My Dad served in the US Navy during WW2. He liked to say, "I served with Nimitz... (pause) ...along with a couple million other guys." He was an Electrician's Mate, tasked with servicing the radars and radar altimiters of the new night fighters such as the F6FN Hellcat and F7F Tigercat. Most of his time in service was spent in Florida. He never saw combat. (His older brothers and in-laws saw their share, though. One was a paratrooper at Normandy and The Bulge, another lost a finger to a Howitzer breech mechanism somewhere in France, another had several ships torpedoed out from under him in the Merchant Marine.) Dad had some good stories, though. Here's one:
Dad was training new F6F pilots (excuse me - Naval Aviators) how to use their radar altimiters.
He explained how the unit shot a radio pulse (traveling at the speed of light) down to the water's surface, and measured the time until the reflected pulse was received. The altimeter automatically converted the travel time of the radio pulse into altitude above the water. (The unit had a toggle switch that would set its sensitivity to +/-50 ft or +/-500 ft. Quite a few pilots died in training until it was realized that they'd left the switch at "+/-500" while flying below 100 feet.
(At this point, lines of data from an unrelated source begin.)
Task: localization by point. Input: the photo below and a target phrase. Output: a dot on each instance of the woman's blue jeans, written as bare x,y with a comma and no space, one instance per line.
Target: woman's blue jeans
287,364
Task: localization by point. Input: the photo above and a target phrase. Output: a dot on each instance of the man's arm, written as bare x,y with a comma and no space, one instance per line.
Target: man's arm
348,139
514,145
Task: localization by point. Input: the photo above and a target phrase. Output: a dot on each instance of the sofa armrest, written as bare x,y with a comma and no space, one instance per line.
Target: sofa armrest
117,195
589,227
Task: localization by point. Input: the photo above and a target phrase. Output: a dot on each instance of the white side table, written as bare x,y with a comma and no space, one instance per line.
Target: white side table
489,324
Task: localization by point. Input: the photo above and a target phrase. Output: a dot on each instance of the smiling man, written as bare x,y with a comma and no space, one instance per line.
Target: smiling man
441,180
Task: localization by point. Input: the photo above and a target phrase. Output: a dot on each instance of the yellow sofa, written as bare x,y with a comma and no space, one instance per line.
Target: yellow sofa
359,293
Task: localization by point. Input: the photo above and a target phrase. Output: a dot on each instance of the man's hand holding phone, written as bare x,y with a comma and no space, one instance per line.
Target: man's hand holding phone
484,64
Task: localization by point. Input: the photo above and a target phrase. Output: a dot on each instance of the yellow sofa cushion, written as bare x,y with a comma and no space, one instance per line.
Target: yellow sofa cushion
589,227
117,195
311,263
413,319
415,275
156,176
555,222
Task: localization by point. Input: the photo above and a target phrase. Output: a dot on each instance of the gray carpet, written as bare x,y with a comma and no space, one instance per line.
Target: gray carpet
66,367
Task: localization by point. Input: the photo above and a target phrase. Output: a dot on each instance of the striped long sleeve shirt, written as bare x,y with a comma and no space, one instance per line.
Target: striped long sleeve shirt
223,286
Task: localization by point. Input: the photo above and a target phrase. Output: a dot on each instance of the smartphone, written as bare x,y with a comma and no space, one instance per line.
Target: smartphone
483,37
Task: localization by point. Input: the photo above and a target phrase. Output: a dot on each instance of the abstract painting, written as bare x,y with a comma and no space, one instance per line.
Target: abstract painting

They figured it out after fishing a few of the birds out of the drink and noticing the switch position.)
During one training session, one hotshot Naval Aviator was lounging back and clearly not paying much attention. Dad said, "Hey - you don't think this is important?" The flyboy replied, "Man, I'm cruising at three hundred miles per hour. By the time your little ray-di-oh blip bounces off the water, I'm looong gone!"